The previous Labor government had an outstanding record of investment in urban rail projects. The last Labor government committed more to urban rail infrastructure investment than all previous governments in Australia running back to Federation combined. More than $13 billion was committed to urban rail projects—substantial nation building investment. But the bills under consideration are a depressing shift in government policy from rail to roads, a shift from detailed design and construction to big projects with little detail, a shift from independent support, oversight, scrutiny and accountability to partisan whim. It is another policy from a government with a lack of ideas and a rigid adherence to roads, roads, roads—an ideological obsession with roads, roads, roads. It is a government that cannot translate a three-word policy into a comprehensive infrastructure plan for Australia.

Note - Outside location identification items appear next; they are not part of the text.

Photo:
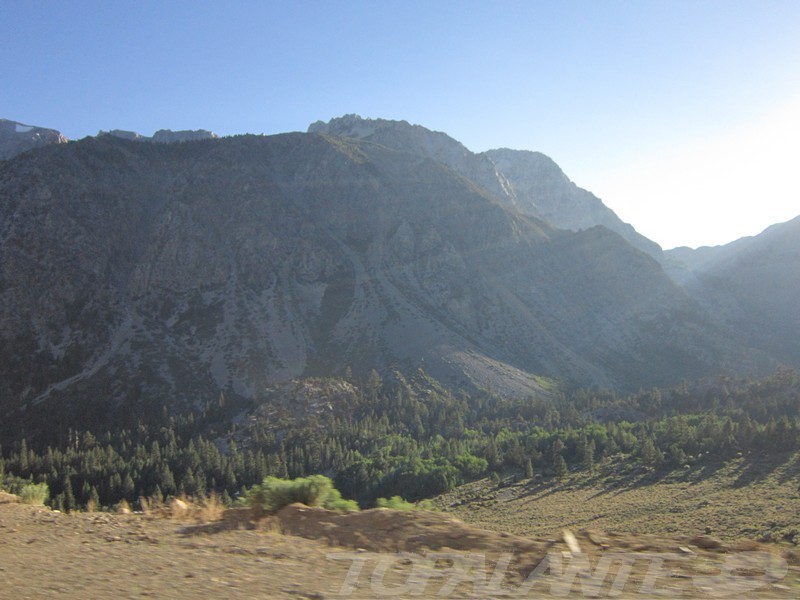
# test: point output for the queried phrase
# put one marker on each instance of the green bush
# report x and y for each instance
(314, 490)
(398, 503)
(34, 493)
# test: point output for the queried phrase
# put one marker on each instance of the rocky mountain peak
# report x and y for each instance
(530, 182)
(162, 136)
(16, 138)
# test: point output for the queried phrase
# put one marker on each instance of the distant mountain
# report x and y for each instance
(529, 181)
(141, 275)
(16, 138)
(163, 136)
(752, 287)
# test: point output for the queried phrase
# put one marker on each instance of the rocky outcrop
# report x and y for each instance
(136, 275)
(162, 136)
(16, 138)
(530, 182)
(751, 286)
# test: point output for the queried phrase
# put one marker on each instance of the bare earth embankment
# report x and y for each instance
(311, 553)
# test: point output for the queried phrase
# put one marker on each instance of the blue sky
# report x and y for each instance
(683, 116)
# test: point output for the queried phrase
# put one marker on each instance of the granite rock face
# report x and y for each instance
(162, 136)
(530, 182)
(134, 276)
(751, 286)
(16, 138)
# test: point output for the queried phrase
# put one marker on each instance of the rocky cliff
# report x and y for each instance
(137, 275)
(16, 138)
(530, 182)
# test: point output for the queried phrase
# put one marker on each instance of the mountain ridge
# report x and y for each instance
(162, 273)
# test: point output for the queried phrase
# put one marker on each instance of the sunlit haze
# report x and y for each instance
(682, 116)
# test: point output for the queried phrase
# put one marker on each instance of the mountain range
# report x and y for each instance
(140, 276)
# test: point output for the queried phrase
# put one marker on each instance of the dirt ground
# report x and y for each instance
(311, 553)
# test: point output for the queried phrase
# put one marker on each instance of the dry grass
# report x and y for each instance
(746, 498)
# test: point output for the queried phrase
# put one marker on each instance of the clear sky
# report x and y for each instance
(682, 115)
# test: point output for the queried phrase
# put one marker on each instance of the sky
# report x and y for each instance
(683, 116)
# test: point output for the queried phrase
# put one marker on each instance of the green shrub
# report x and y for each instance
(398, 503)
(34, 493)
(314, 490)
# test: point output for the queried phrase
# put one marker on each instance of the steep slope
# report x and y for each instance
(529, 181)
(542, 189)
(151, 274)
(16, 138)
(752, 286)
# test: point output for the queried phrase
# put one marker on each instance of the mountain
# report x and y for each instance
(752, 286)
(530, 182)
(16, 138)
(162, 136)
(141, 275)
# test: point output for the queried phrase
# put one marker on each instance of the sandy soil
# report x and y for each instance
(311, 553)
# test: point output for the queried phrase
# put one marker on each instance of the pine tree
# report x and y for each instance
(560, 469)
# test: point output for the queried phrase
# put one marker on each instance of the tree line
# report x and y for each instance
(411, 437)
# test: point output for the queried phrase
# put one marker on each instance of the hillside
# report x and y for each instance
(415, 555)
(752, 286)
(140, 275)
(529, 182)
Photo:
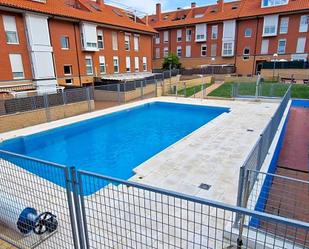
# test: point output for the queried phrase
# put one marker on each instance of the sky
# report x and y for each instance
(149, 6)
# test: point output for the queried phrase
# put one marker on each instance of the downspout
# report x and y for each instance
(236, 43)
(255, 49)
(77, 55)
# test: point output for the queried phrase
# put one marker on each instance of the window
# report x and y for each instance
(198, 15)
(203, 50)
(116, 64)
(248, 32)
(272, 3)
(89, 35)
(136, 43)
(214, 32)
(270, 25)
(64, 42)
(102, 65)
(157, 38)
(128, 64)
(303, 27)
(281, 46)
(145, 67)
(100, 39)
(265, 45)
(136, 63)
(67, 70)
(188, 35)
(10, 29)
(17, 66)
(200, 32)
(179, 35)
(213, 52)
(165, 52)
(188, 51)
(179, 51)
(157, 53)
(69, 81)
(115, 40)
(89, 65)
(127, 42)
(228, 49)
(301, 43)
(165, 36)
(246, 54)
(284, 25)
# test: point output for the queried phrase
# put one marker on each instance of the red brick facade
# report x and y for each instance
(75, 56)
(246, 17)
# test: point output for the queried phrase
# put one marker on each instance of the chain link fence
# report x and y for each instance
(95, 211)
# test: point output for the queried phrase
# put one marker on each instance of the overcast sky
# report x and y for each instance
(149, 5)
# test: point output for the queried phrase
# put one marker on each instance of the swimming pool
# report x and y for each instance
(116, 143)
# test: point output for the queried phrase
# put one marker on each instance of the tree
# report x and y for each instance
(171, 62)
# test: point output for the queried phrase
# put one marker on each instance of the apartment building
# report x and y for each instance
(242, 33)
(70, 42)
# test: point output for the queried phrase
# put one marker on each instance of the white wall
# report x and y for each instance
(41, 51)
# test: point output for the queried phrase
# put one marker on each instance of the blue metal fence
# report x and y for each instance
(125, 214)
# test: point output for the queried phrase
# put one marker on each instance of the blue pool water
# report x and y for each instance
(115, 144)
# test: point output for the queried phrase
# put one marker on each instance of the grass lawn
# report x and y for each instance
(267, 90)
(191, 90)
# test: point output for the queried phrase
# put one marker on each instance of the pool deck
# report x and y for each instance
(211, 155)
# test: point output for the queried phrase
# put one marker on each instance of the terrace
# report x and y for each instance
(182, 197)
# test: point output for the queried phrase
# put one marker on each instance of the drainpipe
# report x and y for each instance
(255, 48)
(77, 55)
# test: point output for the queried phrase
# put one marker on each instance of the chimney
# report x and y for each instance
(220, 4)
(158, 11)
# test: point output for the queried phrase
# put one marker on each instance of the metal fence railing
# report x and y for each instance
(95, 211)
(45, 101)
(128, 91)
(259, 152)
(23, 192)
(280, 195)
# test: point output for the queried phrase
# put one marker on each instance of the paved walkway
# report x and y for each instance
(209, 89)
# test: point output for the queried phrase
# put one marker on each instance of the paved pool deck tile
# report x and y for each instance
(212, 155)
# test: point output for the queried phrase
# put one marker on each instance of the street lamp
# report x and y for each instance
(275, 56)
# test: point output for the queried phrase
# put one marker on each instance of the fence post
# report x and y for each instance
(78, 209)
(46, 105)
(71, 208)
(156, 86)
(64, 97)
(244, 201)
(88, 98)
(259, 161)
(142, 89)
(118, 93)
(240, 193)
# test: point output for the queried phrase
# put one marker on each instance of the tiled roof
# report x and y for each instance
(86, 11)
(210, 13)
(231, 10)
(253, 7)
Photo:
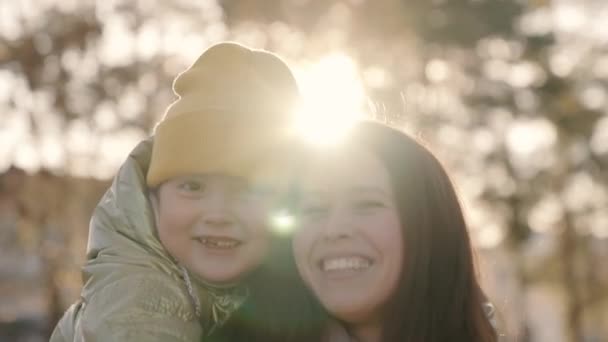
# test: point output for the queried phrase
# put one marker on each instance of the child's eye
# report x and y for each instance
(259, 190)
(368, 204)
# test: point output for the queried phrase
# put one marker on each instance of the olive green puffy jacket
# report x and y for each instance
(133, 290)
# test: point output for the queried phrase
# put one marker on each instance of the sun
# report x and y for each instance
(333, 99)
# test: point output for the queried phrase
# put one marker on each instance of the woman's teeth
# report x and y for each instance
(345, 263)
(219, 242)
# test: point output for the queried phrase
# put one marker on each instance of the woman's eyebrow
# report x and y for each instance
(367, 189)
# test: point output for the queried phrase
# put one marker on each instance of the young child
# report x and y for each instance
(186, 217)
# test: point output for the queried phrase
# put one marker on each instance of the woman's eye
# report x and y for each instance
(260, 191)
(368, 204)
(191, 186)
(314, 210)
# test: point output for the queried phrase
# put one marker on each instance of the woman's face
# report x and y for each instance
(349, 246)
(214, 225)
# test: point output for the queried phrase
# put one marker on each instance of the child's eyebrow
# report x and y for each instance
(368, 190)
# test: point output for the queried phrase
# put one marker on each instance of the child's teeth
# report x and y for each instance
(215, 243)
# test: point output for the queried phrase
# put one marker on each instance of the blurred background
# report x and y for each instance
(512, 95)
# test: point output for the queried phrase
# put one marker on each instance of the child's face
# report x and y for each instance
(214, 225)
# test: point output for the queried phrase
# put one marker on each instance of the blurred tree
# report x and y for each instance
(511, 93)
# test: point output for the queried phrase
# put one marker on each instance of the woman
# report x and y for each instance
(383, 244)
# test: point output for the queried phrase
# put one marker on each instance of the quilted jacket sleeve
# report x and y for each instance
(138, 308)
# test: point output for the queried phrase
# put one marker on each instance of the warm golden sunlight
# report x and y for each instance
(333, 99)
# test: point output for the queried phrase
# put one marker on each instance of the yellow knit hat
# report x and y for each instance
(231, 116)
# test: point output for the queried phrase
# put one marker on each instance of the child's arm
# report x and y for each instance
(146, 307)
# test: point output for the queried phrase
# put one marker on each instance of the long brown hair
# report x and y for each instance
(439, 297)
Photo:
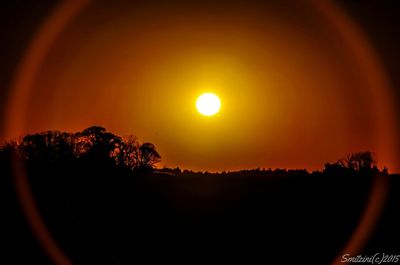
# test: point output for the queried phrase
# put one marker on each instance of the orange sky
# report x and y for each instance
(292, 92)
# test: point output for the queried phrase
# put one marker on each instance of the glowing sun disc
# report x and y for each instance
(208, 104)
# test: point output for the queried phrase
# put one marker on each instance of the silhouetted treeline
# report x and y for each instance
(92, 144)
(104, 204)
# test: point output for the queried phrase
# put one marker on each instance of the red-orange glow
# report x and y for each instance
(298, 89)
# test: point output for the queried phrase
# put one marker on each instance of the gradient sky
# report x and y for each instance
(292, 95)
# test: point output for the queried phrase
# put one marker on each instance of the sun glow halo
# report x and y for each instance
(208, 104)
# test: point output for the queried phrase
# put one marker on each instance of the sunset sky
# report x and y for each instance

Under this Abbott government we will see metropolitan rail systems across the country become more crowded, more creaky and more inefficient. We will see the residents of Melbourne's west saddled with a project they did not ask for, that their opinions were not sought on, before the creators gleefully announce $1 billion worth of funding. We will see projects chosen by whoever has the Treasurer's ear rather than the independent infrastructure experts of Australia. The commuters of Australia did not vote for this and they do not want it.